Unique symptoms of mold may include:

– a stabbing, ice pick sensation in the brain

– a sensation of internal vibrations or tremors

– frequent static or electrical shocks

– skin sensitive to clothing seams or tags

– dermatographism

– highly sensitive to noise or light

In certain conditions mold and mycotoxins need investigation to rule in/out:

– All mental health illnesses (mental health illnesses are not entirely psychological, they just as often result from neurological factors, including neuroinflammation such as that triggered by mold)

– Alzheimer’s Dementia

– Ehlers-Danlos Syndrome (EDS)

– Chronic Fatigue Syndrome (CFS)

– Multiple Chemical Sensitivities (MCS)

– Fibromyalgia

– Breast Implant Illness (BII)

Interesting clues to suggest mold:

– People sensitive to medications or reacting in an opposite manner

– When the original chief complaint is not improving despite the right treatment and compliance

How to begin further assessment for mold illness

The first step to begin clarifying whether a patient has mold-related symptoms is via a thorough Mold Questionnaire. This will often give an indication of whether to look further into mold or to look more so elsewhere.

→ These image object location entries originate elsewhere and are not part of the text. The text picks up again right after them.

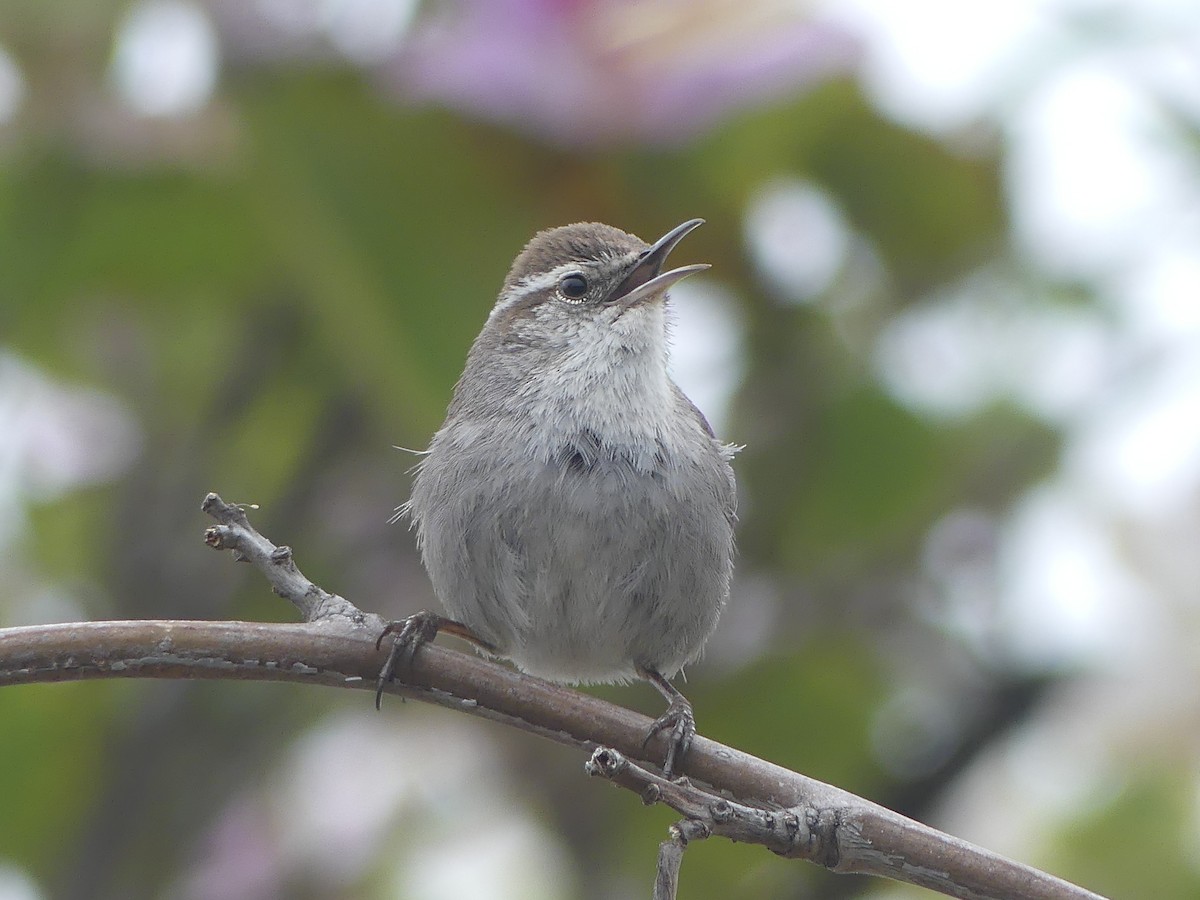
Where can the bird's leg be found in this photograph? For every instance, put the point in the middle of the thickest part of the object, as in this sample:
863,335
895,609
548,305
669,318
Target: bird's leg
411,634
678,723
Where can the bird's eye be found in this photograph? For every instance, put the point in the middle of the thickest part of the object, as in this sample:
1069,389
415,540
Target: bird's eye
573,286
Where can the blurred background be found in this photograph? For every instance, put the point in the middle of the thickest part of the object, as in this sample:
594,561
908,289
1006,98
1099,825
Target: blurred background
953,313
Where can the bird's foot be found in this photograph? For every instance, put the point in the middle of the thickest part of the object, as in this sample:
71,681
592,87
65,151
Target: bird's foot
678,724
412,634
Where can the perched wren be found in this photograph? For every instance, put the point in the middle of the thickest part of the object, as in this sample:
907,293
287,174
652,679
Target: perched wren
575,511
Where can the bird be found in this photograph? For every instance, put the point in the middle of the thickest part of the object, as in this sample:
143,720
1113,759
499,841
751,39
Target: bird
575,511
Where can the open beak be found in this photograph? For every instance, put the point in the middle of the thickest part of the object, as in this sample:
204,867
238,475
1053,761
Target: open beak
647,280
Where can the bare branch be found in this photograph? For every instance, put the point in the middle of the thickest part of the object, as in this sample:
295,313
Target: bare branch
726,792
237,534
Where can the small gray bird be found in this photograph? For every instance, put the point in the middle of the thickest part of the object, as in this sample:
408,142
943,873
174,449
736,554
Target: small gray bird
575,511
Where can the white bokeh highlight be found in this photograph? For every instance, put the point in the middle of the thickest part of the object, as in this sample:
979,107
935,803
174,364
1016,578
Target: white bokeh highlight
166,59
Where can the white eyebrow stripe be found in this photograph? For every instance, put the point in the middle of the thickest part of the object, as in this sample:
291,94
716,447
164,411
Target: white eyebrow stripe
532,285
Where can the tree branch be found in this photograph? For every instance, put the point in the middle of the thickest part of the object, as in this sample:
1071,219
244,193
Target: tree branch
727,792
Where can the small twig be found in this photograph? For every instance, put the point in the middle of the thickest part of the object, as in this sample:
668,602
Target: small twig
732,793
666,880
237,534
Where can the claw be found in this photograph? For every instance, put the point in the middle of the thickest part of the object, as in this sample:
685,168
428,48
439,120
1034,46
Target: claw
411,635
678,723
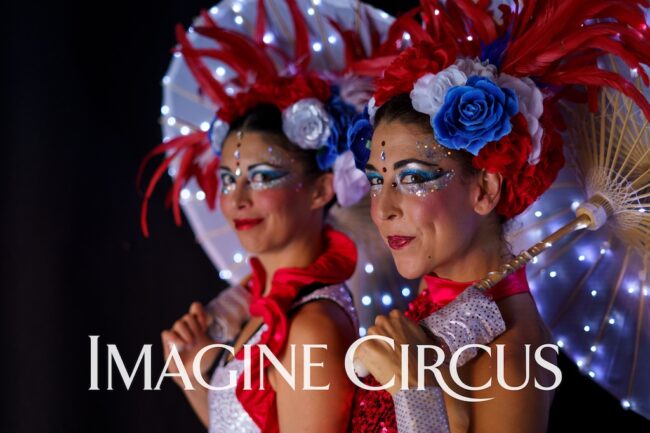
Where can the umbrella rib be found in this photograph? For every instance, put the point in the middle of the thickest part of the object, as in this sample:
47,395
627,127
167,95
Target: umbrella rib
179,123
575,291
612,299
561,252
212,234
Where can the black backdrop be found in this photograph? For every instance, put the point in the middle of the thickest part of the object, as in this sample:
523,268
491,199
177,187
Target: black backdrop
81,98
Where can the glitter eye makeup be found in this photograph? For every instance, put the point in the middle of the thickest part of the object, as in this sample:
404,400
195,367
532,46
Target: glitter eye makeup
237,154
228,181
422,179
376,182
260,177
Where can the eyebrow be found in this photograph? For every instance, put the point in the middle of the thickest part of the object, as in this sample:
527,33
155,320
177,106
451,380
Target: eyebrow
250,167
402,163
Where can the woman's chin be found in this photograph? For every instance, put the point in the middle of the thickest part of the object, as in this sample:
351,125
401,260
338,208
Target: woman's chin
409,268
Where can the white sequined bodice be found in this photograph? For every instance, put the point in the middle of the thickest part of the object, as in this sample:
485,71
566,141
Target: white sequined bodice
227,415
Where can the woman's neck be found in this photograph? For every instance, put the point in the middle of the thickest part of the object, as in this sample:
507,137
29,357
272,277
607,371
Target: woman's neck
303,249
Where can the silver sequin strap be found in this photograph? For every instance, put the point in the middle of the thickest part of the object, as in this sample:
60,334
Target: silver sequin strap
421,411
228,312
471,318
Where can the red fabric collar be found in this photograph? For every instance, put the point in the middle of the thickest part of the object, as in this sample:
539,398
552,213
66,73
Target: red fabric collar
441,291
334,266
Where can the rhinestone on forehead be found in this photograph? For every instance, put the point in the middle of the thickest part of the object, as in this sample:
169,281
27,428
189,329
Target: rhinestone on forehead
237,154
432,150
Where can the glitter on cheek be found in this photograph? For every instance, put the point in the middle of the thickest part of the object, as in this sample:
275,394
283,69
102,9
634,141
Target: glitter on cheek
281,182
375,190
425,188
432,151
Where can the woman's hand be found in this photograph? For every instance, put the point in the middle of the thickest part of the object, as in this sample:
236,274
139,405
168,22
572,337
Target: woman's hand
189,334
382,361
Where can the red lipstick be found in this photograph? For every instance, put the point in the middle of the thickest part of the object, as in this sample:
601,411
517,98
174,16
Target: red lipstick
247,223
399,242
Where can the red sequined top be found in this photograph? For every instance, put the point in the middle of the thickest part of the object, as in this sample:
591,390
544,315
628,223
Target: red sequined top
374,411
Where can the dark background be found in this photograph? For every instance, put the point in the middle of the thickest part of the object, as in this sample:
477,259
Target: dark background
81,100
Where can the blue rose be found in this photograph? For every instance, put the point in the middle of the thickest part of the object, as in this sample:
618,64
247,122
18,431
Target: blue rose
474,115
359,136
342,115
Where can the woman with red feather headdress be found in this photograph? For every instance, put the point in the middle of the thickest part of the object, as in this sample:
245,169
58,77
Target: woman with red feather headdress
277,151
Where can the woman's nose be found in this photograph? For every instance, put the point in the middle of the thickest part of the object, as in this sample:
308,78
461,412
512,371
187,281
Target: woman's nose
387,203
241,195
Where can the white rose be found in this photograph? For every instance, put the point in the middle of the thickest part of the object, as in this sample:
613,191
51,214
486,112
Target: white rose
429,91
475,67
531,105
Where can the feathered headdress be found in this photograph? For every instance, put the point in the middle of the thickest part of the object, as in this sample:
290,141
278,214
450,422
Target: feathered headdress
317,109
491,86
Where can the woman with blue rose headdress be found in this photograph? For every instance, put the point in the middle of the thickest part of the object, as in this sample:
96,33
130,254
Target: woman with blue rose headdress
465,134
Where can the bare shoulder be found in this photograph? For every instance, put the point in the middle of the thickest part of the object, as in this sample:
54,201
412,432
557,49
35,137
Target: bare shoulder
515,403
523,322
320,321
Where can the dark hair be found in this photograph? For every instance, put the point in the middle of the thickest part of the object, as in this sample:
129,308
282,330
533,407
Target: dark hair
400,108
267,119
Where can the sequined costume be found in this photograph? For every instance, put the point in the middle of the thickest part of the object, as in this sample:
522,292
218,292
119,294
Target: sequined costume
226,412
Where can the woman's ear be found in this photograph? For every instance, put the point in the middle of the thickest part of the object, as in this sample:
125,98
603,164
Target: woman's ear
322,191
489,192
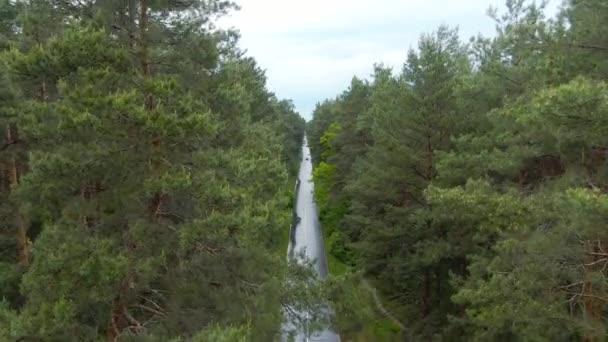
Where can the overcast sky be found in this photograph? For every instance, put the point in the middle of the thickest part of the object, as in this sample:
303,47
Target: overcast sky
311,49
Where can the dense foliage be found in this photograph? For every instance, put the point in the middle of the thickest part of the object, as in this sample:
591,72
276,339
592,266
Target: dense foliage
145,175
471,187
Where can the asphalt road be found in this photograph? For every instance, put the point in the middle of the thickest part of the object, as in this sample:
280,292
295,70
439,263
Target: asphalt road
308,236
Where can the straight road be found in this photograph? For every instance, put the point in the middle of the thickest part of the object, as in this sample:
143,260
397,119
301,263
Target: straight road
308,236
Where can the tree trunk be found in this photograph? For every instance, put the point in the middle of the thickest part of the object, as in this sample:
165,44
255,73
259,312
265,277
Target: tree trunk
426,294
23,250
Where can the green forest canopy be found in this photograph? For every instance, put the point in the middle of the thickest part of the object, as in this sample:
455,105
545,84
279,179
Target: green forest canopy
146,178
471,186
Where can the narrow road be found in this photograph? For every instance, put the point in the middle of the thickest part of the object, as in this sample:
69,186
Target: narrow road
308,236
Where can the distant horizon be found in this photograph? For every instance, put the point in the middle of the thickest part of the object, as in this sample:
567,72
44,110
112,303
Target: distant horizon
310,51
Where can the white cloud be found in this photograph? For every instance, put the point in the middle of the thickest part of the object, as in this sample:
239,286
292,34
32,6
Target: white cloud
311,49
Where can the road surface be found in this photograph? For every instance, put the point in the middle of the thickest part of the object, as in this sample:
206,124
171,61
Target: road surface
308,235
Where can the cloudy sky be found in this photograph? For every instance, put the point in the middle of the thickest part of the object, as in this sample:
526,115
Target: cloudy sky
311,49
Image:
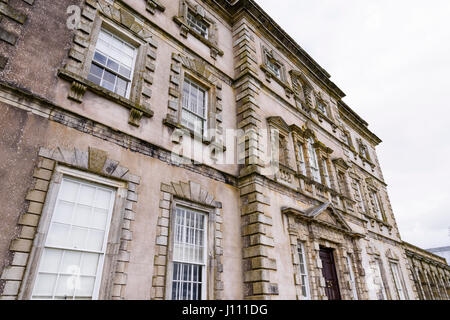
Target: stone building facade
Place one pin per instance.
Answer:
(96, 98)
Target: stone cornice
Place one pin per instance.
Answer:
(229, 10)
(357, 123)
(432, 258)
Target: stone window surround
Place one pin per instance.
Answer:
(271, 55)
(8, 11)
(196, 9)
(192, 195)
(26, 249)
(359, 180)
(153, 5)
(319, 97)
(125, 25)
(394, 259)
(301, 136)
(184, 67)
(374, 256)
(303, 90)
(312, 246)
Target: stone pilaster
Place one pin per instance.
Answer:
(258, 265)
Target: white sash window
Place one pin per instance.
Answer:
(189, 255)
(398, 281)
(360, 196)
(301, 159)
(195, 102)
(303, 271)
(313, 161)
(352, 277)
(326, 175)
(113, 64)
(382, 294)
(72, 260)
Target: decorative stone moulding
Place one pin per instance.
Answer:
(195, 194)
(185, 29)
(9, 12)
(154, 5)
(80, 56)
(22, 248)
(198, 69)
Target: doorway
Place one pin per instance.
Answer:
(329, 273)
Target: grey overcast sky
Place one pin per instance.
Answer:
(392, 59)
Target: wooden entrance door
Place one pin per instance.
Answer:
(329, 273)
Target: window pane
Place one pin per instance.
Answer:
(44, 285)
(100, 58)
(121, 88)
(58, 235)
(51, 259)
(71, 263)
(96, 71)
(69, 191)
(187, 282)
(118, 56)
(63, 212)
(61, 271)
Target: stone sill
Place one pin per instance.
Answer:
(215, 50)
(127, 103)
(369, 218)
(282, 83)
(322, 117)
(174, 125)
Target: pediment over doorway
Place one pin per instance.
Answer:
(324, 214)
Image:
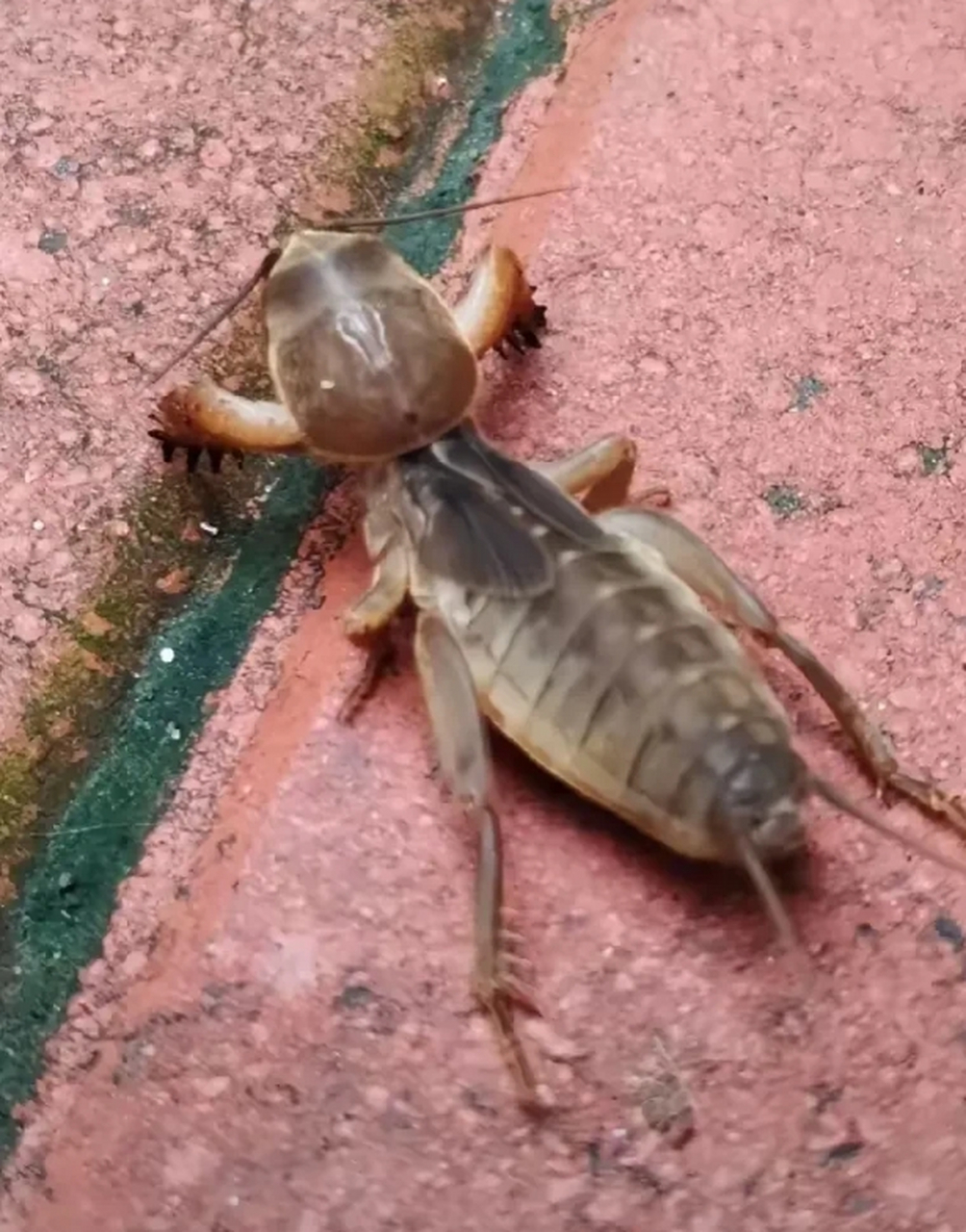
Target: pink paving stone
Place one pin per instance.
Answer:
(765, 193)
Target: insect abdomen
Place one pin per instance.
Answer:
(620, 684)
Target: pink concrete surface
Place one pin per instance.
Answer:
(157, 145)
(277, 1037)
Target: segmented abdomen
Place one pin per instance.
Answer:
(623, 685)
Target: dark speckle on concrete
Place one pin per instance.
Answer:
(784, 500)
(935, 458)
(842, 1152)
(64, 167)
(947, 929)
(52, 242)
(807, 390)
(354, 997)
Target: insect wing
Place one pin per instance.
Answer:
(465, 533)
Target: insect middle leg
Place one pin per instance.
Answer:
(697, 564)
(602, 472)
(465, 759)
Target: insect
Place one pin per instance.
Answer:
(580, 628)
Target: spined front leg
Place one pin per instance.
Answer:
(697, 564)
(498, 306)
(206, 418)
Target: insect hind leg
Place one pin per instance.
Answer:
(465, 760)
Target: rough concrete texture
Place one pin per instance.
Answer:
(759, 277)
(145, 157)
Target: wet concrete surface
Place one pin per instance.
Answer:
(140, 177)
(759, 278)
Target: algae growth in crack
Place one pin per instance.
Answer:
(133, 760)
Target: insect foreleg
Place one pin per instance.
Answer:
(498, 306)
(206, 417)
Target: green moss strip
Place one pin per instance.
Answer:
(66, 896)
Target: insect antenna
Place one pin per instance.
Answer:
(334, 222)
(767, 892)
(833, 796)
(264, 270)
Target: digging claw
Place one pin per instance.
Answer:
(525, 329)
(193, 453)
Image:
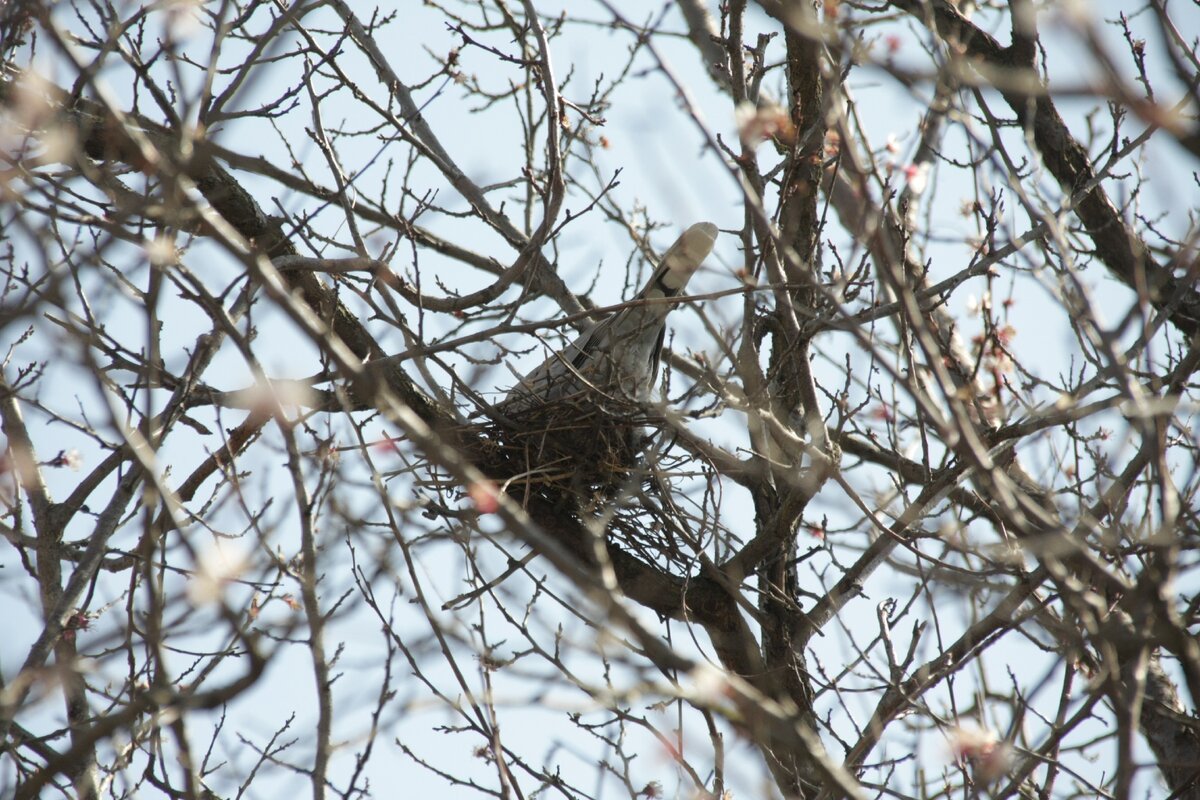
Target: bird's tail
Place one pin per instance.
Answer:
(681, 262)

In some patients, a Visual Contrast Sensitivity Test is an easy and inexpensive way to identify the neuroinflammation that accompanies mold illness.

To directly assess for mold exposure, a Urinary Mycotoxin Test is most appropriate. Mycotoxins are toxic metabolites released by mold spores and their presence is indicative of mold exposure.

At this point mold may be very high on the list of suspects and an assessment of the home or work environment becomes essential for identifying the source of the mold exposure. Sampling our Environment for Mold Spore dust in our homes is the most accurate way to assess for mold.

Certain blood tests can be useful to clarify the exact extent of illness, but with positive tests to this point, one is already rather certain of the involvement of mold in the pathological process leading to illness.


In upcoming articles, we will discuss the necessary facets of treatment. Mold has been described as a formidable foe, and for good reason… It is difficult to treat, and progress can be slow. But knowing the facets of treatment necessary for recovery provides hope that the curtain of mold related symptoms will eventually lift.